Consumers enter 2016 with positive outlook on Britain’s supermarkets, Live & Breathe study shows

Craske: click and collect integral to future of retailing

Craske: click and collect integral to future of retailing

Research released today has revealed that consumers felt positive towards the UK’s supermarkets last year: two in five (41%) people say that the number one improvement to grocery retail in 2015 was ‘more value’, while a third (29%) – the second highest response – say it was ‘more choice / greater selection’.

According to the study, people also feel that supermarkets are offering more convenience than ever, with one in five (20%) saying so. This was followed by customer service (17% say so), though there were conflicting views here with 13% of respondents saying customer service is getting worse.

The State of Retail 2016 report was commissioned by retail marketing specialist Live & Breathe, asking 1,000 UK consumers for their views. The research also revealed that an increased click & collect service is improving the supermarket offering (14% said so), although less value appears to derive from the overall shopping experience: only 12% said it was getting better.

Viv Craske, head of innovation & digital at Live & Breathe, said: “2015 saw the growth of discounters as well as online and convenience formats, Amazon dipping its toes in the market and grocers slimming down ranges in large formats. But at the same time the supermarkets made a number of improvements to their grocery offering – and that hasn’t gone unnoticed by consumers.
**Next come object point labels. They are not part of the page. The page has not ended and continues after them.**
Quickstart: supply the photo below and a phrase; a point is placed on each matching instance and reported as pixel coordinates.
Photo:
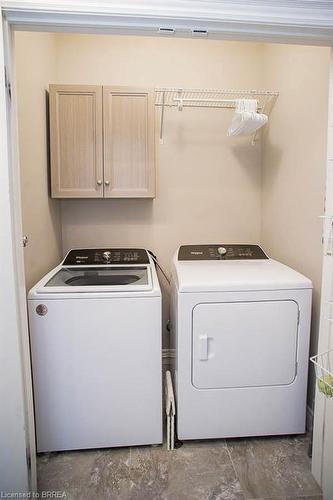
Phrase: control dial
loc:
(221, 251)
(107, 256)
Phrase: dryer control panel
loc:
(103, 256)
(221, 252)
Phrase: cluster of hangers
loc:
(252, 107)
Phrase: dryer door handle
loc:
(203, 347)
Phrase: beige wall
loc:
(208, 185)
(36, 67)
(294, 162)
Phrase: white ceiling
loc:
(294, 21)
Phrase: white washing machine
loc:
(95, 333)
(241, 325)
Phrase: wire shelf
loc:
(209, 98)
(324, 372)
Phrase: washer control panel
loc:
(104, 256)
(221, 252)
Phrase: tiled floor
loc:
(256, 468)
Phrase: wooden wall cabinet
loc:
(102, 142)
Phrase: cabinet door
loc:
(129, 169)
(76, 141)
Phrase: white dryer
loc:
(241, 325)
(95, 333)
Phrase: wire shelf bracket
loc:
(207, 98)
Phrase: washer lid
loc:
(68, 279)
(236, 275)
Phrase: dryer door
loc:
(244, 344)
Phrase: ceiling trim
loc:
(304, 22)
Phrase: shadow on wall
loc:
(105, 211)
“Click and collect appears to be a key factor in the future of retailing – both in and out of the grocery sector – 18% of shoppers say it changed the way they shopped last year. It’s something that has taken some retailers a while to get right and hasn’t always run smoothly, but is fast becoming an integral element of the supply chain and offering to shoppers.”
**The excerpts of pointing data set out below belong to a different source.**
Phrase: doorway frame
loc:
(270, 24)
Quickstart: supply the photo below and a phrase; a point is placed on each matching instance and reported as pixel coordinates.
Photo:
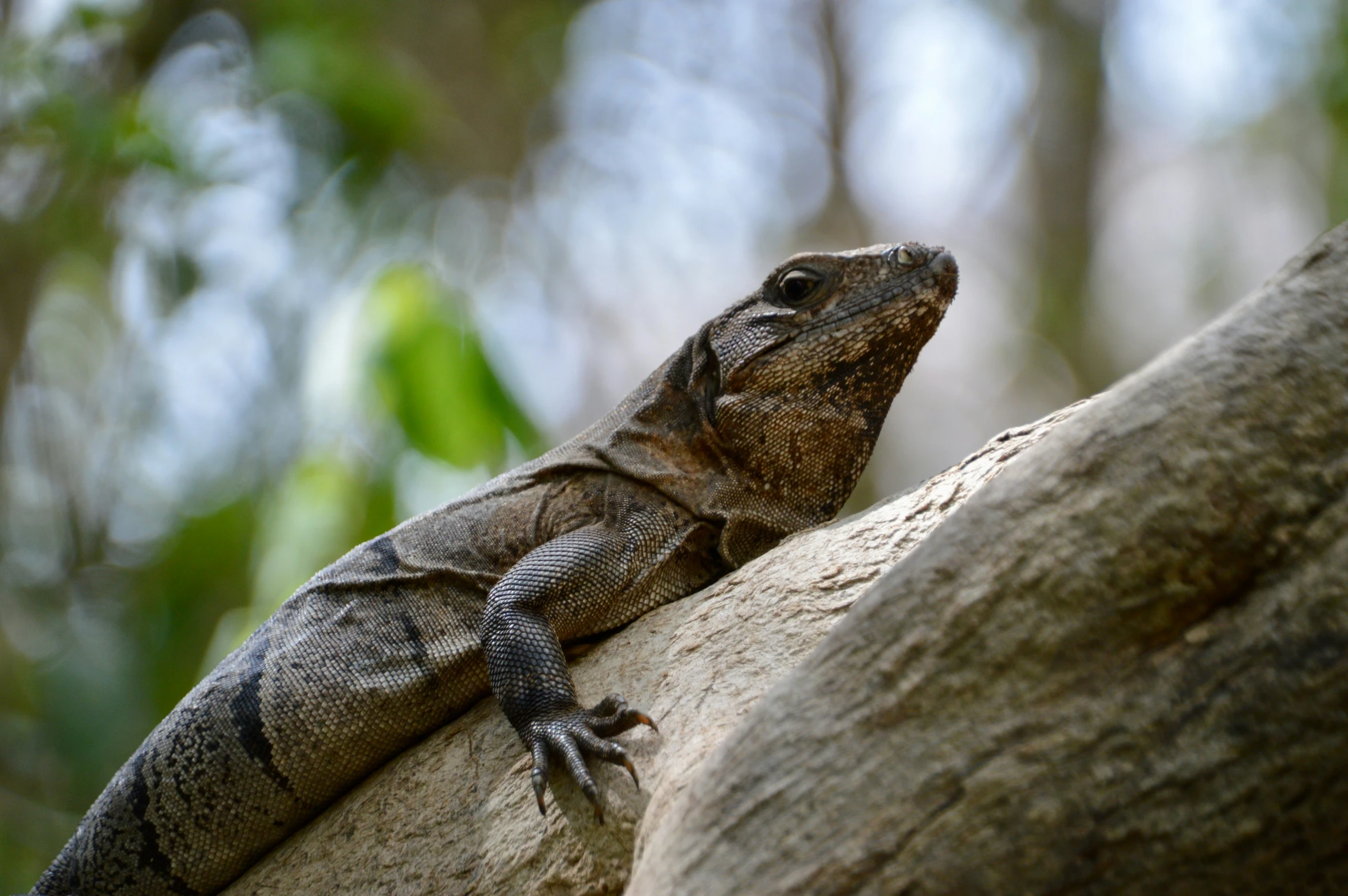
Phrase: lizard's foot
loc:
(581, 733)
Shoppers’ top three complaints about supermarkets were: they were too busy with too-long queues (25%), stores all look the same/lacking character (15%) and customer service (13%).

Craske continues: “The percentage of shoppers reporting better value is something we saw across the sectors. While two in five of us cited supermarkets as being too busy, this figure was lower than those for the high street and shopping centres and malls.

“It seems that supermarkets are getting price and choice right. In 2016, the area of focus for supermarkets should be on customer service, personal service and reducing queues in-store. The grocer that focuses on these areas while maintaining scores for value, choice and a successful click and collect offering will gain a clear advantage with shoppers and maintain market share.”